“You Don’t Even Look at Me After”
Fyodor's POV
I can feel him breathing beside me. Not loudly. But enough to know he’s awake.
He hasn’t moved since I turned over, hasn’t said a word since we fell silent. Since I rolled away.
I didn’t want to roll away. But I always do. And now we lie here. Quiet.
The sheets are still warm between us. I hate that they are. It makes it harder to lie to myself.
His body doesn’t touch mine, but it’s close. I could reach back, just barely. My shoulder still remembers where his hand was. My skin still burns from the things I said without meaning to. Or maybe I did mean them. Maybe that’s the problem.
He shifts behind me. Not much. Just enough to let me know he’s done waiting.
“You don’t even look at me after.”
His voice isn’t angry. It’s soft. It’s tired. I hate it when he sounds like that.
I stare at the wall in front of me. It’s the same cracked plaster I stared at last week. The same peeling edge of paint. Nothing changes.
I swallow.
“I don’t know how to.”
The words come out quieter than I expected. I almost hope he didn’t hear.
He does. I feel him breathe in like he’s about to say something, but he doesn’t. Good.
Because what else can I say? I don’t know how to turn around and face him. not when we’re like this. Not when he let me touch him like that. Let me see him like that.

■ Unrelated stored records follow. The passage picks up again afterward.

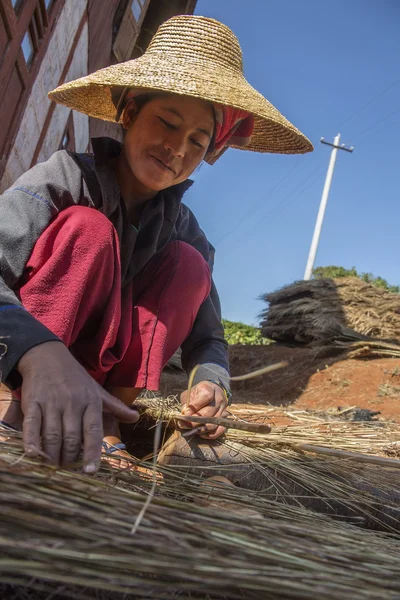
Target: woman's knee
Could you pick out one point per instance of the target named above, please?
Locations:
(192, 267)
(85, 227)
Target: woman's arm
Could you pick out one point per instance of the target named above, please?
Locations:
(62, 404)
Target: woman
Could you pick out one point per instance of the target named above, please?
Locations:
(104, 271)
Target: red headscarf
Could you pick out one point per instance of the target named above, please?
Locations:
(233, 126)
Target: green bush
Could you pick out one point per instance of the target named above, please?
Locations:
(239, 333)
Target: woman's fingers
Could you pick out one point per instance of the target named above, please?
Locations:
(92, 438)
(212, 431)
(207, 399)
(123, 413)
(32, 428)
(52, 433)
(72, 435)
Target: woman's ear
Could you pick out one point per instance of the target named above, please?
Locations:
(129, 114)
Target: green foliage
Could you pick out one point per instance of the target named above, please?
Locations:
(333, 271)
(239, 333)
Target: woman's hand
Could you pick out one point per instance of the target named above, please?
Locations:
(207, 399)
(63, 406)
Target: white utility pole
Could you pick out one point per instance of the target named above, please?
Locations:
(323, 203)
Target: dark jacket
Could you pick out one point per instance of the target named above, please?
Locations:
(68, 178)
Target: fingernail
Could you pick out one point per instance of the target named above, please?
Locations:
(90, 468)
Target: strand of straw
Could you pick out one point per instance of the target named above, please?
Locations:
(139, 518)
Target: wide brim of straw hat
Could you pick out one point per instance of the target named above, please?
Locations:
(191, 73)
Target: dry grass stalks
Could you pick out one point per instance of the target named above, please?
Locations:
(65, 535)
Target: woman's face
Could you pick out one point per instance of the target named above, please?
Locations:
(167, 139)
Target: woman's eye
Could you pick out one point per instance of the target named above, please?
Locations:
(167, 123)
(196, 143)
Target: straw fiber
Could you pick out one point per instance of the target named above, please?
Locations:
(65, 535)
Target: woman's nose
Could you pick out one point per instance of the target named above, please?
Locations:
(176, 144)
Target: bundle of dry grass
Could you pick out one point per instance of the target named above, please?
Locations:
(323, 311)
(64, 535)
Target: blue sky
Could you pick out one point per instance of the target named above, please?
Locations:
(329, 67)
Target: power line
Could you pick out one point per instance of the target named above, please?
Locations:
(389, 87)
(360, 133)
(258, 204)
(281, 205)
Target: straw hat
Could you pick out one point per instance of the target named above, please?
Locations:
(194, 56)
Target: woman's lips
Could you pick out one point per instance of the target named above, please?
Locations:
(161, 165)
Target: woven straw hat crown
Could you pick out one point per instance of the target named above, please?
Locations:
(193, 56)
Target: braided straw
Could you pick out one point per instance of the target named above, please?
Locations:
(193, 56)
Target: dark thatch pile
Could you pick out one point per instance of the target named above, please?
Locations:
(64, 535)
(329, 311)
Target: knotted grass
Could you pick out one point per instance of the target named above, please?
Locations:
(66, 535)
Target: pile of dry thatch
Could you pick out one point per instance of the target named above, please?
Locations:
(326, 311)
(64, 535)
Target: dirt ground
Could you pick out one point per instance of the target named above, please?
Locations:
(309, 382)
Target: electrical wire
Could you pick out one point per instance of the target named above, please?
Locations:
(256, 206)
(280, 206)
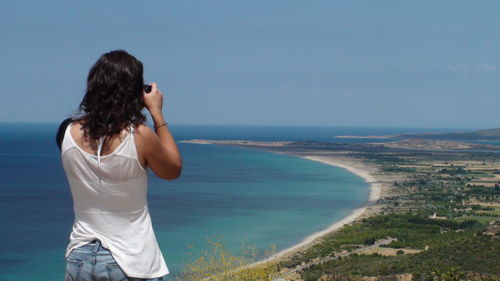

He’s too much when I look at him after.
His mouth soft and his hair sticking to his neck and that awful expression he gets, like he’s hoping I’ll say something kind. Like he’s waiting for affection, or meaning, or a reason. And I don’t have any of those.
So I give him nothing. Because it’s safer than giving him what little I do have left.
He shifts again. The bed creaks faintly under him. And then:
“You mean you won’t.”
He says it without venom. It’s not an accusation. It’s worse, it’s the truth.
I close my eyes. Not to sleep. Just to disappear a little.
“No.” I breathe. “I mean I can’t.”
I mean I don’t know how to look at someone who lets me touch them like that. Not when I know I’ll keep hurting him. Not when he keeps letting me.
He doesn’t answer. Eventually, I hear him turn over too. Facing the other way.
Now we’re both facing away from something we’re not brave enough to admit.
The space between us feels wider than it ever did when we weren’t in the same bed.
And I already know neither of us will be the first to close it.